Francisco es un vecino de la localidad de Pilas de 72 años que convive con Esclerosis Lateral Amiotrófica (ELA). Aunque la enfermedad le obliga a depender de un respirador las 24 horas del día, su voluntad se impuso a cualquier limitación para cumplir un deseo muy especial: volver a la playa de Matalascañas junto a su familia, el lugar donde compartió los momentos más felices de su vida.

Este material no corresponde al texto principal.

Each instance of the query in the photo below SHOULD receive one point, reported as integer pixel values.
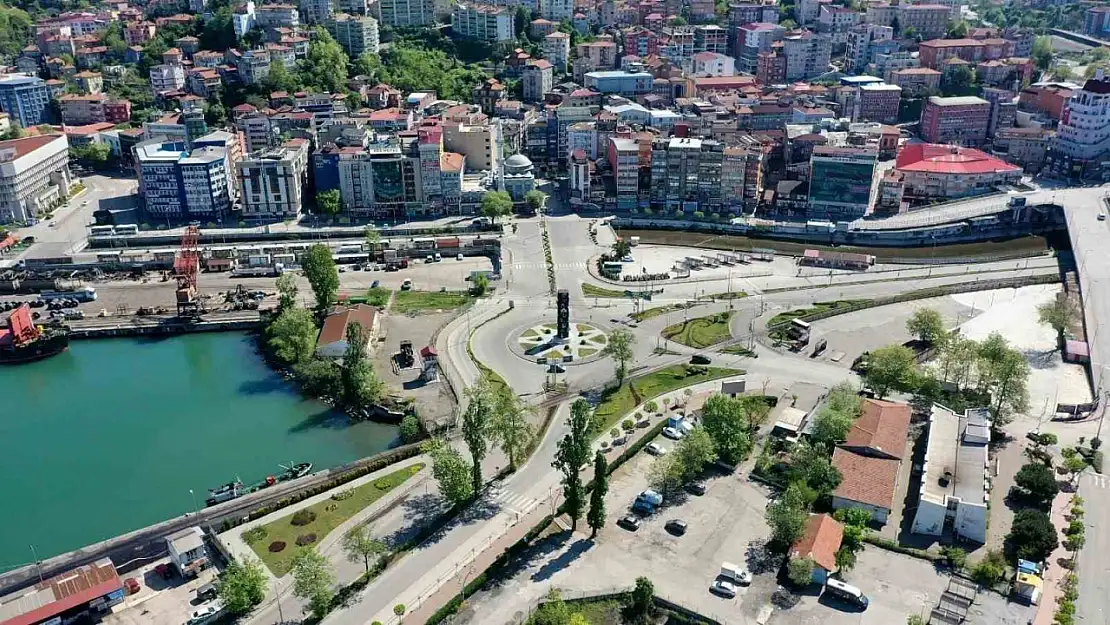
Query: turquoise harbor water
(111, 435)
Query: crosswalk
(513, 502)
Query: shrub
(303, 517)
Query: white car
(724, 588)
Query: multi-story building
(405, 13)
(928, 20)
(807, 54)
(556, 48)
(272, 181)
(1082, 139)
(356, 34)
(26, 99)
(932, 172)
(167, 78)
(536, 80)
(484, 22)
(841, 181)
(175, 183)
(961, 120)
(33, 175)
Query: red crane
(187, 265)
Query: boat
(22, 341)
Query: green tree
(360, 545)
(1032, 536)
(927, 324)
(313, 581)
(889, 369)
(286, 291)
(242, 586)
(619, 350)
(475, 426)
(510, 426)
(320, 270)
(496, 204)
(329, 202)
(596, 515)
(799, 571)
(725, 420)
(1038, 483)
(571, 455)
(451, 471)
(292, 335)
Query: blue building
(26, 99)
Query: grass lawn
(700, 332)
(330, 514)
(618, 402)
(818, 306)
(594, 291)
(419, 301)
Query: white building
(33, 175)
(167, 78)
(955, 483)
(271, 181)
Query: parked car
(629, 523)
(724, 588)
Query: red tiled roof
(935, 158)
(819, 541)
(866, 479)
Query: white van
(848, 593)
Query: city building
(932, 172)
(954, 494)
(33, 175)
(841, 182)
(869, 460)
(272, 181)
(356, 34)
(961, 120)
(26, 99)
(179, 184)
(484, 22)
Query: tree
(242, 586)
(800, 571)
(725, 420)
(571, 454)
(360, 544)
(1038, 483)
(313, 581)
(596, 515)
(286, 291)
(619, 350)
(1032, 536)
(1057, 314)
(320, 270)
(927, 324)
(639, 608)
(510, 426)
(535, 200)
(292, 335)
(361, 386)
(475, 426)
(496, 204)
(329, 202)
(890, 368)
(451, 471)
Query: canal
(111, 435)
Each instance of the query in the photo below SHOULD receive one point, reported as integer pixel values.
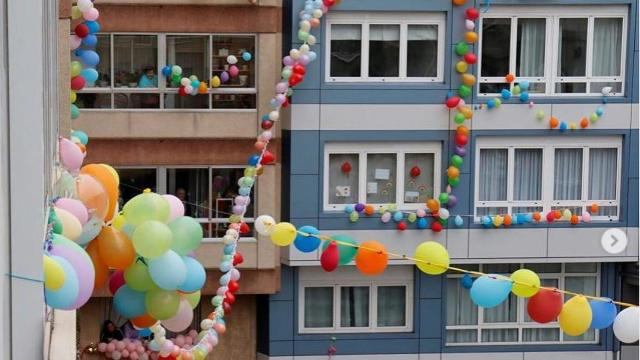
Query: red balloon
(330, 257)
(545, 306)
(116, 281)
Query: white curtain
(607, 46)
(568, 174)
(531, 44)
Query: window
(130, 66)
(385, 47)
(576, 51)
(509, 323)
(380, 173)
(343, 302)
(547, 174)
(207, 192)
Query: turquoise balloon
(128, 302)
(488, 292)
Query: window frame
(520, 324)
(163, 89)
(548, 146)
(550, 78)
(403, 19)
(349, 277)
(365, 148)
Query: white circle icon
(614, 241)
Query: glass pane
(381, 178)
(318, 307)
(418, 189)
(531, 47)
(191, 53)
(224, 46)
(607, 46)
(496, 34)
(422, 50)
(568, 174)
(527, 177)
(192, 187)
(136, 101)
(493, 174)
(603, 174)
(346, 49)
(135, 60)
(384, 50)
(343, 178)
(392, 304)
(354, 306)
(572, 52)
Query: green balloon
(347, 253)
(151, 239)
(162, 304)
(187, 235)
(137, 277)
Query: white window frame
(521, 324)
(365, 148)
(387, 18)
(548, 146)
(161, 184)
(349, 276)
(162, 88)
(553, 14)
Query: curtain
(493, 174)
(531, 47)
(607, 46)
(568, 174)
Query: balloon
(545, 306)
(116, 249)
(625, 327)
(162, 304)
(434, 257)
(489, 290)
(603, 313)
(187, 235)
(575, 317)
(527, 277)
(128, 302)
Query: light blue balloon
(603, 313)
(196, 276)
(168, 270)
(65, 297)
(488, 292)
(128, 302)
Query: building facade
(374, 100)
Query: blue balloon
(168, 270)
(65, 297)
(488, 292)
(307, 243)
(196, 276)
(603, 313)
(129, 303)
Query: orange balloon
(110, 184)
(102, 270)
(371, 258)
(93, 195)
(116, 249)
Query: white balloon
(625, 327)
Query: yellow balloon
(53, 273)
(575, 317)
(283, 234)
(435, 254)
(526, 283)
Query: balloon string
(460, 270)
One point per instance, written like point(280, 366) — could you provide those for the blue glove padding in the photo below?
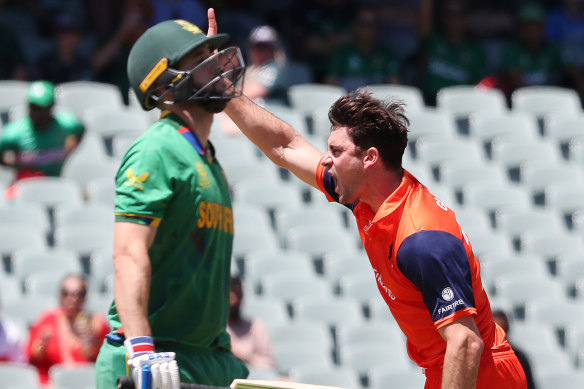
point(151, 370)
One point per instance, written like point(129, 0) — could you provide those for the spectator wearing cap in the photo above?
point(66, 61)
point(363, 61)
point(265, 77)
point(531, 60)
point(38, 143)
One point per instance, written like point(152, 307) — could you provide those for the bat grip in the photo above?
point(127, 382)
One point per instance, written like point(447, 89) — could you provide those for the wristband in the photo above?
point(139, 345)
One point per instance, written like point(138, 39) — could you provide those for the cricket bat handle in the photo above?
point(127, 382)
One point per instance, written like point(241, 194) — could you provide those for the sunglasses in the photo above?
point(73, 293)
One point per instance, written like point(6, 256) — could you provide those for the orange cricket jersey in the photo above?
point(424, 267)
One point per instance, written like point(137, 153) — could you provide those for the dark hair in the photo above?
point(373, 123)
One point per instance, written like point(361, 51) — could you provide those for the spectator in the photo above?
point(109, 60)
point(250, 340)
point(39, 143)
point(266, 74)
point(531, 60)
point(67, 334)
point(66, 61)
point(11, 340)
point(565, 27)
point(448, 56)
point(363, 61)
point(502, 320)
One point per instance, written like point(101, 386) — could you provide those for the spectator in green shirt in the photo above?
point(531, 60)
point(363, 61)
point(448, 56)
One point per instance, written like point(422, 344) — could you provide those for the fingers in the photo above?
point(212, 22)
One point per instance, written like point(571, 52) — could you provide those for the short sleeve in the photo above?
point(143, 184)
point(436, 262)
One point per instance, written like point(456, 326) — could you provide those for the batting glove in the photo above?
point(151, 370)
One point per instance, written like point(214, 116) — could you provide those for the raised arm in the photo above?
point(276, 138)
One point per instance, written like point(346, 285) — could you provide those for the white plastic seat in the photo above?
point(318, 242)
point(50, 192)
point(403, 380)
point(12, 374)
point(335, 376)
point(430, 124)
point(492, 198)
point(73, 377)
point(463, 100)
point(542, 100)
point(332, 311)
point(288, 288)
point(35, 261)
point(299, 331)
point(308, 97)
point(109, 122)
point(270, 309)
point(78, 96)
point(490, 128)
point(410, 96)
point(265, 263)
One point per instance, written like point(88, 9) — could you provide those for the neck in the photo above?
point(380, 186)
point(196, 118)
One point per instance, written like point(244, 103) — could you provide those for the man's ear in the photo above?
point(371, 157)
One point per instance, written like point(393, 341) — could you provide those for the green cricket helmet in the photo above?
point(161, 47)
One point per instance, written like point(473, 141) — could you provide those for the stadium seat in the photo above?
point(430, 124)
point(50, 192)
point(293, 356)
point(542, 100)
point(85, 171)
point(12, 374)
point(332, 311)
point(308, 97)
point(34, 261)
point(299, 331)
point(84, 239)
point(463, 100)
point(318, 242)
point(410, 96)
point(490, 129)
point(79, 96)
point(404, 380)
point(73, 377)
point(564, 380)
point(109, 122)
point(492, 198)
point(360, 286)
point(28, 216)
point(288, 288)
point(325, 217)
point(27, 310)
point(264, 263)
point(271, 310)
point(366, 357)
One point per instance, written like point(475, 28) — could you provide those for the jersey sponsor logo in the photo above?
point(204, 180)
point(216, 216)
point(450, 307)
point(383, 286)
point(136, 180)
point(447, 293)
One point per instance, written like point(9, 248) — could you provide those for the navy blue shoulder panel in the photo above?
point(329, 185)
point(436, 262)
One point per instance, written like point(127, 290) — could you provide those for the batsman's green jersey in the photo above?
point(167, 180)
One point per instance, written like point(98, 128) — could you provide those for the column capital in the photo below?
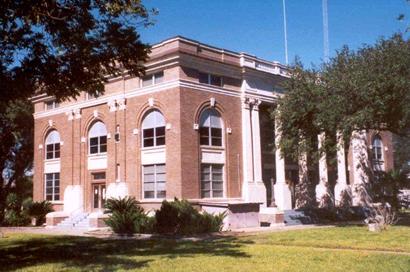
point(251, 103)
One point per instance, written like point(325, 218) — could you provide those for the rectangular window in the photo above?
point(89, 96)
point(152, 79)
point(211, 180)
point(52, 186)
point(98, 145)
point(53, 151)
point(49, 105)
point(98, 176)
point(154, 181)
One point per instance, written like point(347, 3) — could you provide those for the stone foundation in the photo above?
point(54, 218)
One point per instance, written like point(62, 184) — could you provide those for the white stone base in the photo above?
point(283, 197)
point(339, 188)
point(117, 190)
point(256, 193)
point(321, 190)
point(73, 198)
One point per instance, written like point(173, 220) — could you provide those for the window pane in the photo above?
point(160, 141)
point(49, 155)
point(206, 185)
point(149, 178)
point(160, 131)
point(159, 77)
point(93, 149)
point(49, 147)
point(149, 169)
point(97, 176)
point(103, 148)
point(147, 80)
point(205, 194)
point(217, 194)
point(216, 132)
point(93, 141)
point(161, 194)
point(148, 133)
point(216, 141)
point(149, 186)
point(204, 140)
point(203, 78)
point(148, 142)
point(103, 139)
point(216, 80)
point(217, 186)
point(148, 194)
point(160, 168)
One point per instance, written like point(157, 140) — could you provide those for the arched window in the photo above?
point(53, 145)
point(377, 148)
point(97, 137)
point(153, 129)
point(210, 128)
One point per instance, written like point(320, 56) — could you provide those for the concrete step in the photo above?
point(293, 217)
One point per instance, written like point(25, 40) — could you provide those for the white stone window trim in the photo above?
point(52, 103)
point(53, 138)
point(202, 122)
point(53, 187)
point(97, 130)
point(152, 120)
point(154, 79)
point(211, 191)
point(155, 182)
point(209, 80)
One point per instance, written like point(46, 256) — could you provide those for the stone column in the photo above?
point(256, 142)
point(246, 148)
point(341, 184)
point(322, 187)
point(360, 167)
point(283, 198)
point(259, 189)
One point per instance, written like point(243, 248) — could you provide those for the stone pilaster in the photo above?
point(283, 197)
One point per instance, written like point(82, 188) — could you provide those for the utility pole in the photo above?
point(285, 31)
point(325, 31)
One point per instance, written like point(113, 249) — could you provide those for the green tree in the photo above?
point(367, 89)
point(59, 48)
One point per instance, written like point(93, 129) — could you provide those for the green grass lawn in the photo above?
point(331, 249)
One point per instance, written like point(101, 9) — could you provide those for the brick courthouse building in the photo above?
point(195, 127)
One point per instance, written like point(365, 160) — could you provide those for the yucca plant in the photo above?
point(39, 210)
point(126, 216)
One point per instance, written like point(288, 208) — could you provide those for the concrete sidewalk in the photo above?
point(107, 233)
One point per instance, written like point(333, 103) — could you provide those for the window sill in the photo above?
point(98, 155)
point(212, 147)
point(52, 160)
point(153, 148)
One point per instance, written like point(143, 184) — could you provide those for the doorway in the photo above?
point(98, 196)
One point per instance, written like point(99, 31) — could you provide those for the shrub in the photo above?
point(14, 214)
point(39, 210)
point(180, 217)
point(127, 217)
point(16, 218)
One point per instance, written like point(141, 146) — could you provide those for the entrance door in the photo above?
point(98, 196)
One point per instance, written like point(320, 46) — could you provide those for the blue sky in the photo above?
point(256, 26)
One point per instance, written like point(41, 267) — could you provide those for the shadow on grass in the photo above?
point(108, 255)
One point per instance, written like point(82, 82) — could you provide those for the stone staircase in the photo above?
point(78, 220)
point(295, 217)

A primera hora de la mañana, el equipo de la Fundación Ambulancia del Deseo llegó a su domicilio, donde Francisco esperaba radiante y rodeado del cariño de los suyos. Durante todo el trayecto, su sonrisa y la mirada cómplice y cargada de ternura que compartía con su mujer reflejaban la emoción de quien sabe que está a punto de reencontrarse con sus mejores recuerdos.
Al llegar a Matalascañas, el clima se alió con el deseo regalando un día de sol suave y brisa perfecta. Francisco pudo mirar al horizonte, escuchar el romper de las olas y disfrutar de la serenidad del mar. La jornada transcurrió entre conversaciones, abrazos y un almuerzo familiar repleto de momentos entrañables, demostrando que la felicidad reside en las cosas más sencillas. Después de un merecido descanso, Francisco regresó a su casa feliz tras haber vivido un día maravilloso.
La fundación quiere agradecer enormemente a Gonzalo, responsable de seguridad de la playa de Matalascañas, por su extraordinaria atención y cercanía. Gracias a su disposición, la ambulancia pudo contar con una ubicación excepcional en primera línea, permitiendo que Francisco y su familia disfrutaran del día con toda la comodidad y tranquilidad que merecían.